I don’t consider myself old; older, perhaps, but not old. I was born in the early 1950′s, like so many of my baby-boomer brethren.
Most of us grew up pledging Allegiance to both the Flag and the Republic, and loving Our County unabashedly.
This didn’t mean blind love. As we grew, we saw the injustices perpetrated against minorities, and some of us questioned different military and political adventures overseas. Some were valid, some questionable, but all worthy of intelligent discussion and debate.
This is who we are.
Sadly, some of the debate stopped being intelligent, or discussed.
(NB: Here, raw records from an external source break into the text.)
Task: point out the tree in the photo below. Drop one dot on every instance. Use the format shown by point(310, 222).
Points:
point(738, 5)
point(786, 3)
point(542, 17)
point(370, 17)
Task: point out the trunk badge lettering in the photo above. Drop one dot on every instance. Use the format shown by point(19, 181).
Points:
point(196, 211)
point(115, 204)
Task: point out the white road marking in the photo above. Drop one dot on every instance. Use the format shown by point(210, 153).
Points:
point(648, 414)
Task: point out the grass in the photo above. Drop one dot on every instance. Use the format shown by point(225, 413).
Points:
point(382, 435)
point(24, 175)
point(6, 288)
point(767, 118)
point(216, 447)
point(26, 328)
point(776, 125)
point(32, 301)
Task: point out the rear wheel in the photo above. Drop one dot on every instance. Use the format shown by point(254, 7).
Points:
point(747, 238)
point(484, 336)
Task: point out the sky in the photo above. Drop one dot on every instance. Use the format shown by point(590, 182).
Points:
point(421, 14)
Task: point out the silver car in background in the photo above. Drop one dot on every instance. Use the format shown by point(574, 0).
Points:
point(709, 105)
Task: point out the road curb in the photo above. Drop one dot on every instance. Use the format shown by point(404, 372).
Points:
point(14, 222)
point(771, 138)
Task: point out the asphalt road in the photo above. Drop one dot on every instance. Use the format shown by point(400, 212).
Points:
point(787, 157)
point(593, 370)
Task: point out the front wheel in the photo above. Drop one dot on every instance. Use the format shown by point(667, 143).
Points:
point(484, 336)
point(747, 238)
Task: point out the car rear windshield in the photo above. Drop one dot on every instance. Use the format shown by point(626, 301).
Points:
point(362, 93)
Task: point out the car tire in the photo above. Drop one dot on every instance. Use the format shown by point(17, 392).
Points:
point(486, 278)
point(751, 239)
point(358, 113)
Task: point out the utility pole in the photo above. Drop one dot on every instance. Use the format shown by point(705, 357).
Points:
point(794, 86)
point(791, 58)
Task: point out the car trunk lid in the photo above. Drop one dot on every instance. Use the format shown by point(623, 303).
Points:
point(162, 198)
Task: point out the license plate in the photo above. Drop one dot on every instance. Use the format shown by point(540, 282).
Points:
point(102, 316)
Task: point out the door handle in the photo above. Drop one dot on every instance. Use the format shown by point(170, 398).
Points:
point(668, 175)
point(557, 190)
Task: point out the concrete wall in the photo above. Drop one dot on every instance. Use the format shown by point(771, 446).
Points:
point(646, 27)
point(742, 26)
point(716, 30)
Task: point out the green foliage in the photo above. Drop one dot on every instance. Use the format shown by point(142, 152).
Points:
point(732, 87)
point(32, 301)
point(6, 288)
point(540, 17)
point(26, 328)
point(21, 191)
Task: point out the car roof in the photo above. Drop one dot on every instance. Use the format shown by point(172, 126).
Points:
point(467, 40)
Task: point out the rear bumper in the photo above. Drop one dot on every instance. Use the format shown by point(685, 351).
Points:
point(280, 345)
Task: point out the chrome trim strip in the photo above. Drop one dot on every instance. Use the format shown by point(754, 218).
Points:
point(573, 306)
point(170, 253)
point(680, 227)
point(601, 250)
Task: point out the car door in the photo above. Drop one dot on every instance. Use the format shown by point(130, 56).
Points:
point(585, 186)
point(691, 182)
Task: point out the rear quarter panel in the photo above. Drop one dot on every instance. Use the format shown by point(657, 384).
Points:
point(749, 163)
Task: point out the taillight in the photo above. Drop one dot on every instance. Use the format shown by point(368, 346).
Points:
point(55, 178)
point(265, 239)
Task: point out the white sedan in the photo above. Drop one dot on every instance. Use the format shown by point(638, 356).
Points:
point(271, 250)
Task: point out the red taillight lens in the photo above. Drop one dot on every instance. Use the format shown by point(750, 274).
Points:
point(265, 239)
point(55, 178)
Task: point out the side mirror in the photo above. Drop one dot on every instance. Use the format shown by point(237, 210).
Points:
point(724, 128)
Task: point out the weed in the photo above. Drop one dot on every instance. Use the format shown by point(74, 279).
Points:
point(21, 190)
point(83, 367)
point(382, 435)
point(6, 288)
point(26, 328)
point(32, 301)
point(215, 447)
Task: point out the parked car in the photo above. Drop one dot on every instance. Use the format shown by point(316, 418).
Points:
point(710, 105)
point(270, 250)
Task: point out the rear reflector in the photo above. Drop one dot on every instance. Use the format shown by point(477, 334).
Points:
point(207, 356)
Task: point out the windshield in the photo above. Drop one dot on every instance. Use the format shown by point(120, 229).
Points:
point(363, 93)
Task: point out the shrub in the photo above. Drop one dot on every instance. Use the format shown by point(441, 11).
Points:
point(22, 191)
But most of the people here, whether native-born or legally-adopted, felt a love for the United States, for her history, her culture, her soul.
We were and are Americans. And persons who moved here wanted to assimilate, to become as we. E Pluribus Unum.
Not just long-term visitors from a foreign land demanding we speak their language or adopt their culture.
President Theodore Roosevelt said it best,
“In this country we have no place for hyphenated Americans. A hyphenated American is not an American at all. This is just as true of the man who puts ‘Native’ before the hyphen as of the man who puts German or Irish or French before the hyphen. Americanism is a matter of the spirit and of the soul. Our allegiance must be purely to the United States. We must unsparingly condemn any man who holds any other allegiance.”
I’ve Irish and German heritage. I’m proud of having both. But, I’m an American. This is who I am.